Hintergründe
Die Trasse Schweiz AG, kurz trasse.ch genannt, ist die unabhängige Stelle, welche in der Schweiz den Bahnen die Fahrplantrassen (kurz: Trasse) zuteilt.
Eine Trasse ist vergleichbar mit einem Slot in der Luftfahrt. Sie ist die Berechtigung,
- eine bestimmte Strecke des Bahnnetzes
- zu fix definierten Zeiten
- mit einem spezifischen Zug (Länge, Gewicht, Profil, Geschwindigkeit) zu befahren.
Insgesamt verkehren 20 verschiedene Bahnunternehmen regelmässig auf den Schienennetzen von SBB, BLS und der Südostbahn (SOB). Über 10 weitere Gesellschaften führen Sonderfahrten durch.

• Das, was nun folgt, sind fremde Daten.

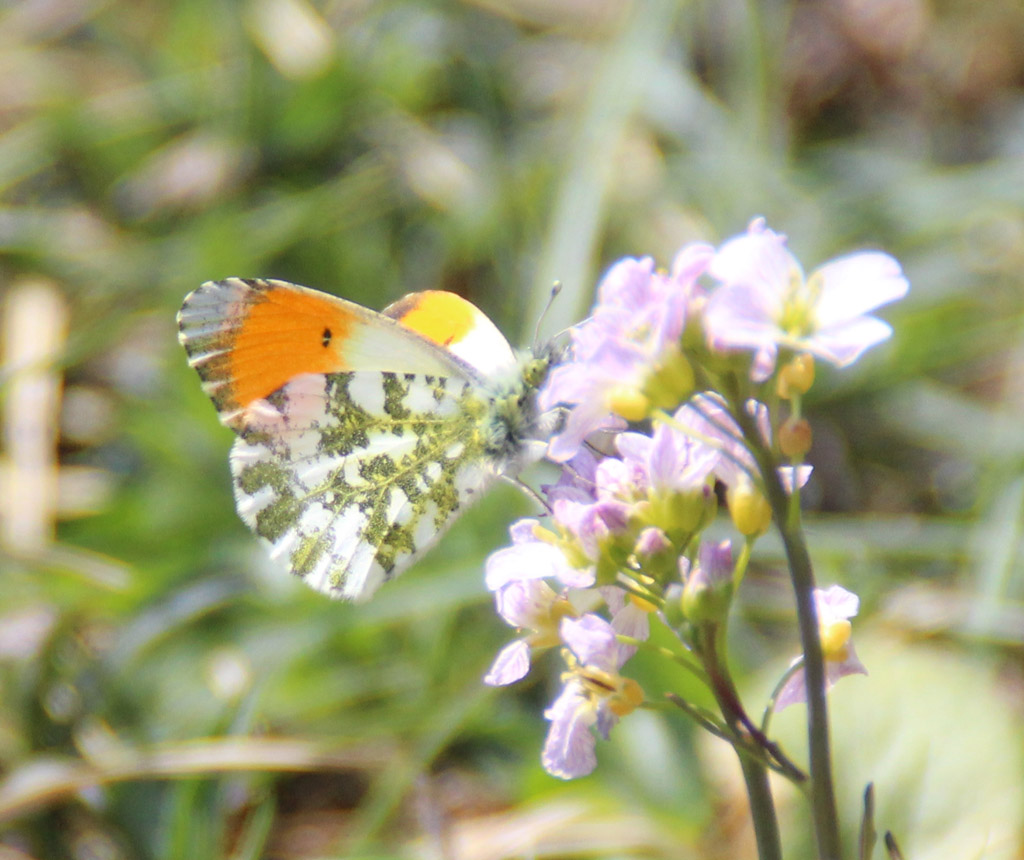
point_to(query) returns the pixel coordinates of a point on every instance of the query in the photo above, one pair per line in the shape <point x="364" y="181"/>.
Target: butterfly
<point x="360" y="436"/>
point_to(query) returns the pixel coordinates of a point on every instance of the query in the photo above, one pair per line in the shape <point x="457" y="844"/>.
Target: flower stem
<point x="755" y="772"/>
<point x="822" y="791"/>
<point x="762" y="809"/>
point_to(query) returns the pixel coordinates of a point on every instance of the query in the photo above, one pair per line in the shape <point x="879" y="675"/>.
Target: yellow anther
<point x="750" y="511"/>
<point x="795" y="437"/>
<point x="629" y="402"/>
<point x="836" y="640"/>
<point x="796" y="377"/>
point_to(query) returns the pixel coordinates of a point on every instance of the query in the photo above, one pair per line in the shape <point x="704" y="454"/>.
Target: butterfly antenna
<point x="528" y="491"/>
<point x="556" y="288"/>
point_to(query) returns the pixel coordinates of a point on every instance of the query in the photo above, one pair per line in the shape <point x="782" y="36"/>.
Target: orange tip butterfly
<point x="360" y="435"/>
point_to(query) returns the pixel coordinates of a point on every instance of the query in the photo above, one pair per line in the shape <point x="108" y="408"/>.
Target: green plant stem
<point x="762" y="809"/>
<point x="755" y="773"/>
<point x="822" y="791"/>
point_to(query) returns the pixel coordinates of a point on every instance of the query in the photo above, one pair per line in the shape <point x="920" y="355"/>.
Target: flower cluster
<point x="665" y="394"/>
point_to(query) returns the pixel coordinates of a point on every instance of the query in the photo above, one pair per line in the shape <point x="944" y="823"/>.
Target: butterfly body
<point x="360" y="435"/>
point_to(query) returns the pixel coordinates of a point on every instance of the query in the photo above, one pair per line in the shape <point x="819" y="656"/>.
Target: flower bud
<point x="796" y="377"/>
<point x="655" y="554"/>
<point x="795" y="437"/>
<point x="706" y="600"/>
<point x="750" y="511"/>
<point x="672" y="381"/>
<point x="675" y="511"/>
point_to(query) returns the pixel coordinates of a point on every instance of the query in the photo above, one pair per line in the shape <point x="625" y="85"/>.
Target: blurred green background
<point x="165" y="693"/>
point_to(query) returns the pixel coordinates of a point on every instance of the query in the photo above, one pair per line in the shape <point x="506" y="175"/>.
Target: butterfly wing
<point x="351" y="476"/>
<point x="349" y="465"/>
<point x="247" y="338"/>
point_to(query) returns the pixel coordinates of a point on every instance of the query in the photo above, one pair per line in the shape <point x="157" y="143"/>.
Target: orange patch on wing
<point x="285" y="333"/>
<point x="440" y="316"/>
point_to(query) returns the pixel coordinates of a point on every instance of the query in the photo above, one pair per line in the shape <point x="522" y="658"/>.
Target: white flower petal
<point x="842" y="345"/>
<point x="741" y="316"/>
<point x="836" y="603"/>
<point x="523" y="561"/>
<point x="511" y="663"/>
<point x="856" y="284"/>
<point x="568" y="750"/>
<point x="759" y="260"/>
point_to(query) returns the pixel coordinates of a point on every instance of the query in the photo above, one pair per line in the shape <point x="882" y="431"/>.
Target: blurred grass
<point x="374" y="148"/>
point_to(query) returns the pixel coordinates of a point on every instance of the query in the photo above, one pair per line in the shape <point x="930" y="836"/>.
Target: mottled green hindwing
<point x="350" y="476"/>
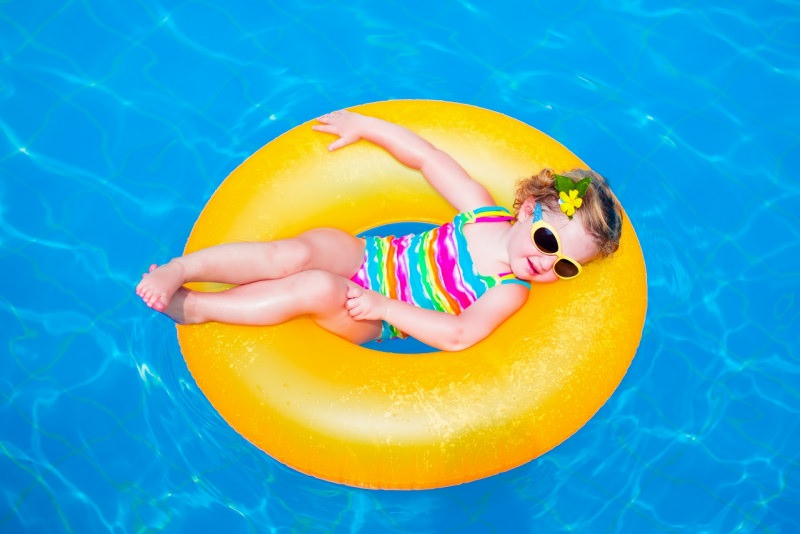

Warum wurde trasse.ch gegründet?
Das Landverkehrsabkommen mit der EU (Teil der bilateralen Verträge) schreibt vor, dass die Stelle, die Trassen vergibt, organisatorisch, rechtlich und in ihren Entscheidungen unabhängig sein muss. Vor der Gründung war die Schweizer Situation nicht kompatibel mit dem EU-Recht. Mit der Bahnreform 2 soll trasse.ch gesetzlich verankert werden.
Was macht trasse.ch?
trasse.ch
- betreut die Bahnunternehmen bei der Trassenbestellung,
- teilt die Trassen diskriminierungsfrei zu,
- überwacht die Erstellung der jährlichen Netzfahrpläne,
- genehmigt die Fahrplanentwürfe und
- analysiert überlastete Strecken.
Die elf Mitarbeitenden von trasse.ch erledigen diese Aufgaben unabhängig und behandeln alle Bahnunternehmen gleich.
Wie ist trasse.ch organisiert?
trasse.ch ist eine nicht gewinnorientierte Aktiengesellschaft. Ihre Eigentümer sind zu gleichen Teilen von je 25% die SBB, die BLS, die SOB und der Verband öffentlicher Verkehr (VöV).